Minneapolis Public Schools’ non-profit partner organization has received a $90,000 grant to help get more Minneapolis students to enroll in and graduate college.
AchieveMpls will use the grant to improve its college advising, increase access to financial aid and ensure that students who graduate with college plans actually attend in the fall. Members of the organization’s staff will also travel to Pittsburgh this month to meet with other grant recipients and share strategies.
The Bill & Melinda Gates Foundation is providing the grant to 20 school systems across the country.
“We’re really excited to be meeting with other like-minded districts, to learn from them and figure out what they’re doing,” said Leah Corey, AchieveMpls senior program director.
The grant announcement comes as AchieveMpls continues to work to help more Minneapolis students enroll in college and graduate from it. About 84 percent of white MPS graduates currently enroll in some form of postsecondary education, according to the organization, compared with 70 percent of graduates of color. Seventy percent of the district’s low-income students attend postsecondary education, compared with 86 percent of its students who are not low income.

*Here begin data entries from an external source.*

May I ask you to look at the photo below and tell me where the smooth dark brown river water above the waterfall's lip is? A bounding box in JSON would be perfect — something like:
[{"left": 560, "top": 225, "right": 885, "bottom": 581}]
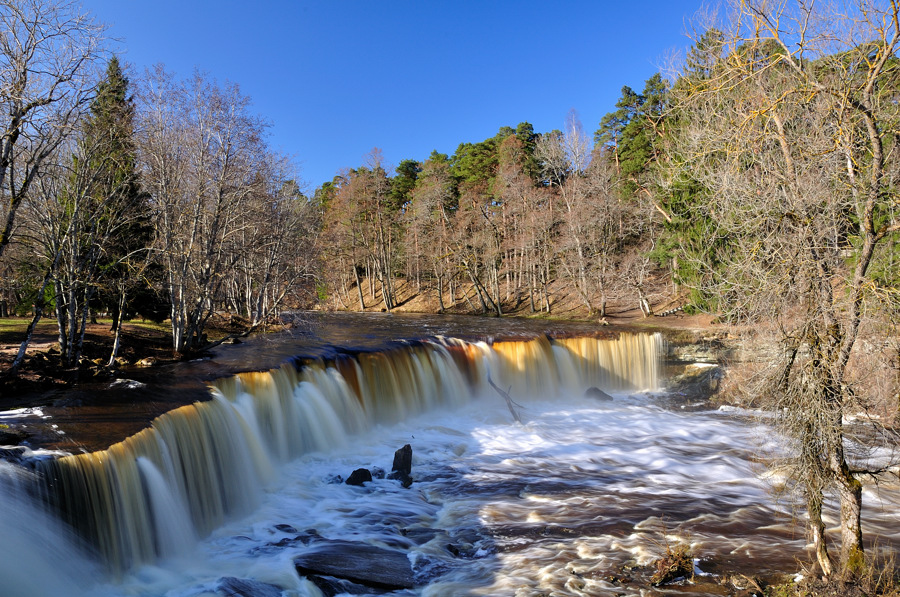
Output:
[{"left": 22, "top": 312, "right": 615, "bottom": 451}]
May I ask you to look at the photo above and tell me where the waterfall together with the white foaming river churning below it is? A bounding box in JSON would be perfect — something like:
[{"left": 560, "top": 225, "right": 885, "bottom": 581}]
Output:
[{"left": 0, "top": 322, "right": 898, "bottom": 597}]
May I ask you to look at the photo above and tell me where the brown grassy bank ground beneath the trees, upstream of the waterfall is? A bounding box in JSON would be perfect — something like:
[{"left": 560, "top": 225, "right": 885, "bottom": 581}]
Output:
[{"left": 0, "top": 279, "right": 716, "bottom": 411}]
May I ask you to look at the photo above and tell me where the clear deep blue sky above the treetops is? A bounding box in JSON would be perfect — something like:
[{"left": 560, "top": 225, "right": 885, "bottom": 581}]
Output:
[{"left": 83, "top": 0, "right": 700, "bottom": 190}]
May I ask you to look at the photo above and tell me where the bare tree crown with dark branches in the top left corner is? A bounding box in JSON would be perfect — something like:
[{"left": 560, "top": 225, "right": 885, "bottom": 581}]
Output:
[{"left": 0, "top": 0, "right": 104, "bottom": 257}]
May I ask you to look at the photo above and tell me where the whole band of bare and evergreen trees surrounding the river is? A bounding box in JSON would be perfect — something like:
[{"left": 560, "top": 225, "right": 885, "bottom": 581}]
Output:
[{"left": 0, "top": 0, "right": 900, "bottom": 575}]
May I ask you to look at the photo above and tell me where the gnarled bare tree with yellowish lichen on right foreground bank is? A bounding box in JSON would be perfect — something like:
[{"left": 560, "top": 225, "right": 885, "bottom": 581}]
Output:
[{"left": 673, "top": 0, "right": 900, "bottom": 575}]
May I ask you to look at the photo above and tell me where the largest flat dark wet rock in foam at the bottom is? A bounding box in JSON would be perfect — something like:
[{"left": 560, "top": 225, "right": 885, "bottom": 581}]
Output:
[{"left": 294, "top": 541, "right": 416, "bottom": 591}]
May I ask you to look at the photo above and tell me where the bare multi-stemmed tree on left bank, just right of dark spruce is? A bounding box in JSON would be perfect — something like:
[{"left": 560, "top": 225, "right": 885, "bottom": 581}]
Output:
[{"left": 138, "top": 67, "right": 269, "bottom": 352}]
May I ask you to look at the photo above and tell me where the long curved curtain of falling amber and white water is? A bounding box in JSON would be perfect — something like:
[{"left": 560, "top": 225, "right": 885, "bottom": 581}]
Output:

The Bill & Melinda Gates Foundation will partner AchieveMpls with two coaches as part of the grant. One of the coaches will help the organization with college advising, while another will help it better use data to support its advising.
Corey noted, for example, that the organization will look closely at institutions’ graduation rates for students of color and for first-generation college students. It will also develop strategies to ensure students with college plans actually enroll in the fall.
According to the Bill & Melinda Gates Foundation, this “summer melt” affects 10–20 percent of college-intending students each year, with rates higher among those from low-income backgrounds. It also disproportionately affects those who would be the first in their family to attend college, according to the foundation.
An overwhelming majority of students aspire to attend college but that many never do, the foundation noted in its request for proposals. It added that postsecondary advising is particularly important for low-income students and students of color, many of whom are the first in their families to attend college.
Nationwide, just 29 percent of African Americans between the ages of 25 and 34 have either two- or four-year degrees, compared with almost 50 percent of whites, according to the foundation. The foundation says wealthier students are graduating college at increasing rates, while the graduation rate for low-income students has barely budged.